HEALTH WARNING: I’ve done this exercise with both with children and with adults, and it is quite powerful – essentially it’s psychodrama, and you should only do it if you’re confident about facilitating this kind of process. It’s always worth having people on standby for participants to talk to if it stirs up difficult emotions.
Begin with three people (representing the three characters in the story) standing in a triangle, each of them holding the end of a ribbon in their hands, so that the ribbons connect them to each other – ie the people are the corners of the triangle and the ribbons are the edges of the triangle.  I use really nice ribbon, and talk up how a loving relationship is something really precious and beautiful.
When we get to the bit about the younger son running off, I use a blunt pair of scissors to cut the ribbons connecting the younger son from the other two characters. I invite everyone to look at how the ends are raw and ragged, and how the father and the older son are left with the loose ends (and so is the younger son, though he is too busy having run to realise it!). When we get to the part about the younger son returning to his father, we hold up the two ends of the ribbon between those two characters, and look again at their frayed ends. We wonder about what it would take for them to be joined together, and how it looks like the ribbon will never be whole again – the ends are just too frayed. Then I point out that the son had walked home, and the father had run to meet him, and get the two people to take a step closer to each other – close enough that there is enough slack in the ribbon to tie the ends in a knot and then a bow. The ribbon is joined again, and it is more beautiful than before – and the father and son are closer than they had ever been. The son now knows the difference between being his father’s servant and being his father’s child.
Meanwhile, the older son is out in the fields. The ribbon between him and his brother is still in tatters. And when he refuses to come in, he is cutting himself off from them both – here, I cut the remaining ribbon, between the father and the older son. Now it’s the older one who is out on his own.  This is where Jesus ends the story, so that we can decide how to finish it. 

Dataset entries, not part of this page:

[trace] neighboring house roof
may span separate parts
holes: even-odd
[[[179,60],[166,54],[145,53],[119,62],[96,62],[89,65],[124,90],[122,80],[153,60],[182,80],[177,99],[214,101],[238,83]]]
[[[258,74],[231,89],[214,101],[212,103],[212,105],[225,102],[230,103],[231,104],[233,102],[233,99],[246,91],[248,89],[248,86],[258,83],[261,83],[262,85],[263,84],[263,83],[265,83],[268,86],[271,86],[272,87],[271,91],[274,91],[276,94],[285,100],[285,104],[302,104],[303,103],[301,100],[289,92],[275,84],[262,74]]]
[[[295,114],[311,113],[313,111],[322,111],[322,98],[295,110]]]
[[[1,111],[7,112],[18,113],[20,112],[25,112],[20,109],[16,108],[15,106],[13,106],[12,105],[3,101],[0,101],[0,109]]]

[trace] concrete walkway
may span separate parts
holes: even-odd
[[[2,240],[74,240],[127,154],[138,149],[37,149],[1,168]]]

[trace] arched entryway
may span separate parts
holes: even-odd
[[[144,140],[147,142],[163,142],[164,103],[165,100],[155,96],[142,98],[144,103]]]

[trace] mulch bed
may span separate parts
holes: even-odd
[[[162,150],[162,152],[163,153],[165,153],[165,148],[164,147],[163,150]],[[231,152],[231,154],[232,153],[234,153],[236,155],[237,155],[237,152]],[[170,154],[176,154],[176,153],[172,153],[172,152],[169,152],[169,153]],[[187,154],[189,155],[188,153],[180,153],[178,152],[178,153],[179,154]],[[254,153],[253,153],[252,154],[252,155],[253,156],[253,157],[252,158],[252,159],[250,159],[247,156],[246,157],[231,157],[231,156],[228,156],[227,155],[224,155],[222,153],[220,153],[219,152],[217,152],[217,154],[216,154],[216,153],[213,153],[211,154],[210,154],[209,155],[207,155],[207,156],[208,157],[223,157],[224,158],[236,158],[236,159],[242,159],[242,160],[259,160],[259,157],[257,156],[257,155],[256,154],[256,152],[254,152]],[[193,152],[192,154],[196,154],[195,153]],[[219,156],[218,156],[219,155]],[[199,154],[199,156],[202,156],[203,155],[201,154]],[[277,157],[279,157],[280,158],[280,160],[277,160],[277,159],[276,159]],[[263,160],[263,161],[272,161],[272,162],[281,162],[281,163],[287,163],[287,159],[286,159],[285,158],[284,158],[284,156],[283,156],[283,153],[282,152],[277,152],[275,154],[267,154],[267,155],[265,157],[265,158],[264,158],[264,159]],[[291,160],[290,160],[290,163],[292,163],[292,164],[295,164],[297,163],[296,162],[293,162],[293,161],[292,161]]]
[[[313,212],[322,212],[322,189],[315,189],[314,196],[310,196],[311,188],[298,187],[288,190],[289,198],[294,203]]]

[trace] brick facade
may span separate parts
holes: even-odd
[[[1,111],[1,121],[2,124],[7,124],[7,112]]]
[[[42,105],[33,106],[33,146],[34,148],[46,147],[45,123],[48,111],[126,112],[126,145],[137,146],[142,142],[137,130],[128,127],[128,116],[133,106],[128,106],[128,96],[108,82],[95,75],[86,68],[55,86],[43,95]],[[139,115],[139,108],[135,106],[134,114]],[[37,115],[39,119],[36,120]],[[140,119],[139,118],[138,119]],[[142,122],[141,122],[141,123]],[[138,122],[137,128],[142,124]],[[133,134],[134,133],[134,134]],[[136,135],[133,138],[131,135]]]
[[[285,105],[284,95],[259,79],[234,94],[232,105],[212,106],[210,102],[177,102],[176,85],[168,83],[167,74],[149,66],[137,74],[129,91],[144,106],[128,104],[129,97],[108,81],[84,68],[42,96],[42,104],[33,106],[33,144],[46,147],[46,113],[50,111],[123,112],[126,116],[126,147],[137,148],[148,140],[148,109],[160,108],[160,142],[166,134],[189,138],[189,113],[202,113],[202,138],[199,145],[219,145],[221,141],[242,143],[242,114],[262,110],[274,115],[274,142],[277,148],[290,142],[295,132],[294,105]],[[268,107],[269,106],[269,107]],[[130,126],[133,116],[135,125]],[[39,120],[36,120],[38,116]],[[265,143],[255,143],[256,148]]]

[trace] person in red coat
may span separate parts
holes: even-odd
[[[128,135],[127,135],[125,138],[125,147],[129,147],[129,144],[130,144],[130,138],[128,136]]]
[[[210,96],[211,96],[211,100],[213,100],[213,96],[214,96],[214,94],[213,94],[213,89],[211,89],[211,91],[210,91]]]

So we wonder together about how we want the story to end. We look at the sad, ragged ends of the ribbon, and the relationships that are still broken, and ask ourselves what it would take to mend all this in real life, not just in an illustration. We reflect that the older son still thinks of himself as a servant, and needs to realise, like his little brother eventually did, that he is his father’s child, and is loved beyond all measure.
Participants are usually desperate to tie up the remining ribbons, so we do that, in the same way, with the three people having to step closer to each other, so that there is enough ribbon for a nice bow on each side of the triangle. We see how the three characters are closer than ever, and we wonder whether that’s what happens with forgiveness – we each have to step towards each other, and the relationship at the end is truer and more beautiful than at the start. We tie the bows slowly to give us time to think about how we go about mending broken relationships in real life.
I end by giving everyone a small length of ribbon to take home – a reminder that sometimes we all have ‘loose ends’ and that forgiveness isn’t easy, but that they could trust God to help them hold the ragged ends, and help us find ways of mending things, but in ourselves and between ourselves and others.  We hold our ribbons as we pray in silence for a while, holding before God the things that are unresolved in our lives. We name silently the people we need to reconcile with, and the people who, for whatever reason, we can’t reconcile with, trusting God to hold their loose ends, too.